Gembloux accueillait le 8 avril une journée d’études sur cette question cruciale.
Dans son discours inaugural, la Ministre de la Santé Nicole Maréchal rappelait que les moyens alloués à la prévention restent dérisoires comparés à ceux de l’industrie du tabac et au produit des recettes fiscales. Elle soulignait aussi que l’annonce en 2000 par les autorités fédérales de santé publique de la création d’un fonds de lutte contre le tabagisme doté de 500 millions de francs de l’époque (soit un peu moins de 12,5 millions d’euros) n’a pas encore été suivie d’effet. Pire, on évoque maintenant un montant global de 1.859.200 €, dont la Communauté française recevra (peut-être encore cette année) 335.000 €.
Bref, on est loin, très loin du compte!
La matinée, modérée par Frédéric Soumois , journaliste au Soir , vit se succéder quatre interventions intéressantes.
Laurence Kohn (ULB) nous fit d’abord part de quelques résultats frappants de l’enquête sur les comportements de santé des jeunes en âge scolaire (publication annoncée d’ici la rentrée). Les chiffres confirment l’impression qu’on peut avoir à la sortie des cours: les jeunes fument plus qu’avant, et il y a plus de gros fumeurs qu’avant parmi eux. Et il n’y a pas que la cigarette pour poser question, l’alcool et le cannabis ont aussi le vent en poupe.
Elle nous rappela aussi qu’il est illusoire de croire que le fait de fumer ou non est un choix délibéré (ce que prétend l’industrie), mais plutôt la résultante d’une série complexe de facteurs.
Luk Joossens (CRIOC) soulignait pour sa part avec son ironie habituelle que les gentilles campagnes visant les pré-adolescents et mettant en scène des pré-adolescents, de même que les interdictions légales de vente aux mineurs, qui ont la faveur des multinationales du tabac, sont évidemment inefficaces. Pour lui, il existe néanmoins des moyens de ‘faire mal’ à notre ennemi public n°1, comme des augmentations de prix bien étudiées, ou la valorisation de la protection des non-fumeurs.
Daniel Veilleux (responsable du programme De Facto au Québec) vanta, au cours d’un exposé remarquablement illustré, les mérites de la dénormalisation (1), qui consiste à dénoncer publiquement et de façon spectaculaire les manipulations dont est coupable l’industrie. Les jeunes semblent sensibles à une démarche qui met en évidence les vrais responsables. La démonstration était presque trop séduisante pour être vraiment honnête et par moments on avait l’impression qu’en employant les armes du marketing commercial et de la publicité sur leur terrain, ce programme tend à légitimer la manipulation au prétexte que c’est pour le bon motif…

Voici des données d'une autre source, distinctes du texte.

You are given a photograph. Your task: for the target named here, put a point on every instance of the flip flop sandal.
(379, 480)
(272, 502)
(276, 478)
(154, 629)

Pour terminer la matinée, et avant une table ronde animée par Axel Roucloux , qui laissa les participants quelque peu sur leur faim, Florence Vanderstichelen (directrice d’Univers Santé) présenta avec l’appui d’un étudiant la démarche concrète du Stop Tabac dans les halls d’auditoire de l’Université catholique de Louvain: campagne de sensibilisation au départ d’une vaste enquête auprès des étudiants, qui vise à inviter au dialogue entre fumeurs et non-fumeurs de façon conviviale et humoristique. Les ingrédients de la réussite: un engagement étudiant fort, un partenariat multiple, une volonté politique des autorités académiques, un volet matériel attractif, et un ton qui exclut la fumée mais pas le fumeur!
Cette journée était organisée par l’asbl Promotion santé et développement durable (voir page 7 de ce numéro), avec la Ville de Gembloux, le Comité prévention assuétudes de Gembloux, Question Santé, et avec le soutien de la Communauté française Wallonie-Bruxelles.
Christian De Bock (1) Voir l’article ‘La dénormalisation de l’industrie du tabac, nouvelle approche pour la prévention chez les jeunes’, par Axel Roucloux, Education Santé n° 178, avril 2003.